La canapa come psicoattivo è invece di origine probabilmente indiana, e il suo uso in tal senso presso gli Sciiti ce lo testimonia lo storico Erodoto. Con la spedizione napoleonica in Egitto, sulla canapa si concentra l’interesse medico, ma anche sociale: nasce il movimento dei cosiddetti “hashishini”, che annovera tra i suoi seguaci i vari Baudelaire, Dumas, Delacroix... Dunque verso la fine dell’800 la canapa era accettata e diffusa largamente come farmaco, sia in Europa che negli Stati Uniti, dove nel primo ‘900 nasce il movimento proibizionista, il cui obiettivo era la messa al bando non solo degli alcolici, ma anche di oppio, morfina e cocaina, che allora erano medicinali di largo uso. Dopo questo excursus storico, è intervenuto Massimiliano Verga, il quale ha tratteggiato un quadro generale sullo stato di cose attuale, rilevando come l’ unico Paese ad aver fino ad oggi condotto una ricerca sull’uso legale della canapa sia l’Olanda, che in questo progetto ha investito risorse notevoli, giungendo però a risultati altrettanto importanti : viene infatti smentito il passaggio dal consumo di hashish a quello di droghe pesanti, inoltre le percentuali di consumo occasionale olandesi sono identiche a quelle italiane (la tesi della legalizzazione come incentivo al consumo parrebbe quindi smentita), e addirittura la metà di quelle statunitensi. Inoltre il consumo cronico in Olanda è modestissimo, senza contare che lo spaccio dell’hashish è stato sottratto al controllo del mercato nero e della criminalità. Verga ha concluso con un accenno agli usi terapeutici della canapa, ad esempio nella cura dei malati terminali di Aids (l’ asssunzione stimola l’appetito, aiutando il paziente a riprendere peso), o di coloro che si sottopongono a chemioterapie (fumare una sigaretta di hashish dopo ogni seduta aiuta a combattere la nausea). Dopo le due relazioni, seguite da una quarantina di persone (per lo più giovani), si è dato spazio alle domande dal pubblico, incentrate soprattutto sugli effetti dell’assunzione sull’organismo e sulla psiche. Fra gli interventi, quello di un ex tossicodipendente, che ha sollevato l’interessante questione della molla che farebbe scattare l’esigenza del consumo, interrogandosi sulle ragioni di una pratica dello sballo che sembra diffusa, specie tra i giovani, e sul suo rapporto con l’insieme sociale e i suoi valori.
L’ipotesi avanzata sarebbe quella di una società sempre meno in grado di dare coesione, valori, significato all’esistenza; di qui il bisogno di cercare risposte, o forse di evadere le domande, da parte di una porzione di società ancora in via di formazione.
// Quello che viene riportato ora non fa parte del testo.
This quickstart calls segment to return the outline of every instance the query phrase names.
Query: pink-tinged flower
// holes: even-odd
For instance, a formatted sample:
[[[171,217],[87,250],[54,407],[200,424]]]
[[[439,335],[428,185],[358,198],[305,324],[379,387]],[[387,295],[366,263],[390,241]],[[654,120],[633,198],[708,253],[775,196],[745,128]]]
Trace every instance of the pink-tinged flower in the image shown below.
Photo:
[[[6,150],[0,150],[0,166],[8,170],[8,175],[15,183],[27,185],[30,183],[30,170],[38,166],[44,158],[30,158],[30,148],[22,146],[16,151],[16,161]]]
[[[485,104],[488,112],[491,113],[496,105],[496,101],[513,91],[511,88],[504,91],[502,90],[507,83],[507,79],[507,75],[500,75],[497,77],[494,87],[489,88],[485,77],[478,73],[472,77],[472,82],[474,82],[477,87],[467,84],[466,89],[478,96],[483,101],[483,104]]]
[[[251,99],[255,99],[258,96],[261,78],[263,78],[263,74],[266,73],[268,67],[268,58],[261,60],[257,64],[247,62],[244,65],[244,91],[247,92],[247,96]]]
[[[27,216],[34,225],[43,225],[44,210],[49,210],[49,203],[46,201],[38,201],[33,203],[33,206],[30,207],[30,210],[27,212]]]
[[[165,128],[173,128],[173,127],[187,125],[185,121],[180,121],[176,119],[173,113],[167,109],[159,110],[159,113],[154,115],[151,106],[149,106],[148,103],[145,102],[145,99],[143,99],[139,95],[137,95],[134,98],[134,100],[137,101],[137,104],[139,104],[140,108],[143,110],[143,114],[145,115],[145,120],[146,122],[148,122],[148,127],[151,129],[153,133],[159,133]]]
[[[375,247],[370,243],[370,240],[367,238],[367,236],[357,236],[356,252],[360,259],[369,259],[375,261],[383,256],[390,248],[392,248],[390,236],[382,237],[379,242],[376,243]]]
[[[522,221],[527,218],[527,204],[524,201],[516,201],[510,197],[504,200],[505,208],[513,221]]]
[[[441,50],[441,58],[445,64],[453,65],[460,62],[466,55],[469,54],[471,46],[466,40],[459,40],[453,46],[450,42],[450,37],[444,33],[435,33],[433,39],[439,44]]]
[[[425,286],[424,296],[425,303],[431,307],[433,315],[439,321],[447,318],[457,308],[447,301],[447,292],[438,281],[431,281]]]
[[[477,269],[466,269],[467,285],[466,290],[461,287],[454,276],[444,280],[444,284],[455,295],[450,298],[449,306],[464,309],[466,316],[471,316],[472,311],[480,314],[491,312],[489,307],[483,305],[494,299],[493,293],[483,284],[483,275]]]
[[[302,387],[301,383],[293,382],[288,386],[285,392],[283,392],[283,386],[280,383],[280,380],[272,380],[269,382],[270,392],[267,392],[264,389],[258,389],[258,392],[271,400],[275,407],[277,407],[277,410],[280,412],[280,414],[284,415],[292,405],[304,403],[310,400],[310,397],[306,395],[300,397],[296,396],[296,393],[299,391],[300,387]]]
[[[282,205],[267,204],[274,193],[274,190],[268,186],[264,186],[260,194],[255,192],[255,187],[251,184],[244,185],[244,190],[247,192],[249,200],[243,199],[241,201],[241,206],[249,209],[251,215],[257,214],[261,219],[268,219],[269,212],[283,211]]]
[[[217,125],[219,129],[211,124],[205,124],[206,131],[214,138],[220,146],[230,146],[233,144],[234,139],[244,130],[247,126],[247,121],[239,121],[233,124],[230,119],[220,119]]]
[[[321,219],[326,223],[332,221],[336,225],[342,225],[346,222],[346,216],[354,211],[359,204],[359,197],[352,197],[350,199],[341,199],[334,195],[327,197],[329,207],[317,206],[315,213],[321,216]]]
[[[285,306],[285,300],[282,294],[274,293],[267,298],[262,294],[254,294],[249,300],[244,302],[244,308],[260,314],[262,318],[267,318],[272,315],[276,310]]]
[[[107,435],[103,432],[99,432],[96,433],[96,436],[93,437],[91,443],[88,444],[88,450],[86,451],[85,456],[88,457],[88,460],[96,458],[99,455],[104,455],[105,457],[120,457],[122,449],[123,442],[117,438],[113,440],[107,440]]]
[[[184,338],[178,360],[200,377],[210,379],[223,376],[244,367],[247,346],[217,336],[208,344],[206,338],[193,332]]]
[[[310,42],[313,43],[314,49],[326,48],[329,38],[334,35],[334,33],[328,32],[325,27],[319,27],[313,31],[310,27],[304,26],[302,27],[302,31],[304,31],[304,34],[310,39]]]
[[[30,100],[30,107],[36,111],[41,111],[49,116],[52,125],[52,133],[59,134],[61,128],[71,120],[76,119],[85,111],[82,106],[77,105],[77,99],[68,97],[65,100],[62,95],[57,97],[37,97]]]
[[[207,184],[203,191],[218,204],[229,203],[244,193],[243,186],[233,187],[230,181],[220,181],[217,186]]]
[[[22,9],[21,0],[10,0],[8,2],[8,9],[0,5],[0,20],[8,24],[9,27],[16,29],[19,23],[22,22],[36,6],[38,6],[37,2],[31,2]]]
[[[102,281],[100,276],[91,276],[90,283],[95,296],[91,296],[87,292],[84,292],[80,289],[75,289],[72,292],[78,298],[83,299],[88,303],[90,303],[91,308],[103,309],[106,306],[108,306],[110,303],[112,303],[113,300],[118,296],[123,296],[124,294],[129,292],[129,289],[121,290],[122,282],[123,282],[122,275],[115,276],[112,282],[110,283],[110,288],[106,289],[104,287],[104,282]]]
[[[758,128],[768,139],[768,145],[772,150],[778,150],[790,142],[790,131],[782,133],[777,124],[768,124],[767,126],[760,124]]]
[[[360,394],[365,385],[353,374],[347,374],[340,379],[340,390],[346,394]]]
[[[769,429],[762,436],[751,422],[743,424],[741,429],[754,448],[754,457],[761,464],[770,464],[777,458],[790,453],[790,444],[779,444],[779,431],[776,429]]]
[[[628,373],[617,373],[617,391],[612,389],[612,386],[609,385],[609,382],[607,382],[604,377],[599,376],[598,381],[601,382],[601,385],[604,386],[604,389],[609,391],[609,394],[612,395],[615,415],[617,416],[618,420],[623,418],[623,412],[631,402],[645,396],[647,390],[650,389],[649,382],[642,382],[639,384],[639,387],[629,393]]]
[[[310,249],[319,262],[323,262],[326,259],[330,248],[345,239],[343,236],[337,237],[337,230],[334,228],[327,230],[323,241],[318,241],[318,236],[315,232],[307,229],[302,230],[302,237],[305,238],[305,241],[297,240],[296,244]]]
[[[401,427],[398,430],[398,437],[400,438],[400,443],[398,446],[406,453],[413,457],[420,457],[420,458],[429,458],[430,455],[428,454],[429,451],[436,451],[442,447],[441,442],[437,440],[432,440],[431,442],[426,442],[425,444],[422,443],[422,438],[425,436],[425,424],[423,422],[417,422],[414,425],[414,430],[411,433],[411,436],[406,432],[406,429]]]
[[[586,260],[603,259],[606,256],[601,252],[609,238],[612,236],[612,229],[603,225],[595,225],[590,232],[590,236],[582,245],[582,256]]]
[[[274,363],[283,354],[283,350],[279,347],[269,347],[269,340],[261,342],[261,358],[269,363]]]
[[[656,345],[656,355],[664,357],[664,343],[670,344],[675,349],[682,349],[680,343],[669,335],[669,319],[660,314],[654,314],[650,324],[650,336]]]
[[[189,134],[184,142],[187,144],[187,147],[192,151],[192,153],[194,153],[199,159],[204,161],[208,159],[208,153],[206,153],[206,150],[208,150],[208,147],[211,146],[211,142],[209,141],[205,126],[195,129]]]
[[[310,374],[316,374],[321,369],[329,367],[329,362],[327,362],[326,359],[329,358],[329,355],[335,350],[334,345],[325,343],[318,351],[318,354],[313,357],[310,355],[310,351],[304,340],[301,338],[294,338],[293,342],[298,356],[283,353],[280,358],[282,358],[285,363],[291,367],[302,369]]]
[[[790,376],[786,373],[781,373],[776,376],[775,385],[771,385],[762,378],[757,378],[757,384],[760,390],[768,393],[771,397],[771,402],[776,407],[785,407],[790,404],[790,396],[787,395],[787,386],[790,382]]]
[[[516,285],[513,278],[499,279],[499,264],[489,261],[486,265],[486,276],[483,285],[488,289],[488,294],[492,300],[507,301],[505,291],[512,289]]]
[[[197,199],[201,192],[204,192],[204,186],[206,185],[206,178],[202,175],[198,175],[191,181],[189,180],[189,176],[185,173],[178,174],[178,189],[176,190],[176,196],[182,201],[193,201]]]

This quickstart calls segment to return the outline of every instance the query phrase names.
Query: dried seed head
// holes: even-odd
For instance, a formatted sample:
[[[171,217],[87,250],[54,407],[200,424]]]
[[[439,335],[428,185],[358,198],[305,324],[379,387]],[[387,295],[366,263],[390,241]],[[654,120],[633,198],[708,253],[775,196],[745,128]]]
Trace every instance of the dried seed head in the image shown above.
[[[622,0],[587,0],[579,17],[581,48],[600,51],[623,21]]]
L’intervento, al di là delle personali convinzioni sul proibizionismo e sulla bontà dei suoi risultati, ci è parso interessante e ricco di spunti, specie per una platea composta in gran parte da futuri sociologi. Peccato che la platea e gli stessi relatori non l’abbiano colto in tutta la sua portata o l’abbiano forse frainteso come la tirata moralistica dell’ex tossico uscito dalla comunità arrabbiato col mondo e intenzionato a bandire la droga dal pianeta. Se infatti è legitttimo esercitare una critica alla disastrosa politica proibizionista e ad una morale benpensante che criminalizza il consumo di alcune droghe (sulla pericolosità dei cui effetti sussistono forti dubbi ), pubblicizzandone disinvoltamente altre (tabacco, alcolici, lotterie e video giochi), è altettanto legittimo e urgente interrogarsi sulle ragioni di una così diffusa esigenza di “evasione” dalla realtà e su quali vuoti essa poggi. E non per criminalizzare ancora una volta l’ evasione, ma per comprendere portata e ragioni dei vuoti.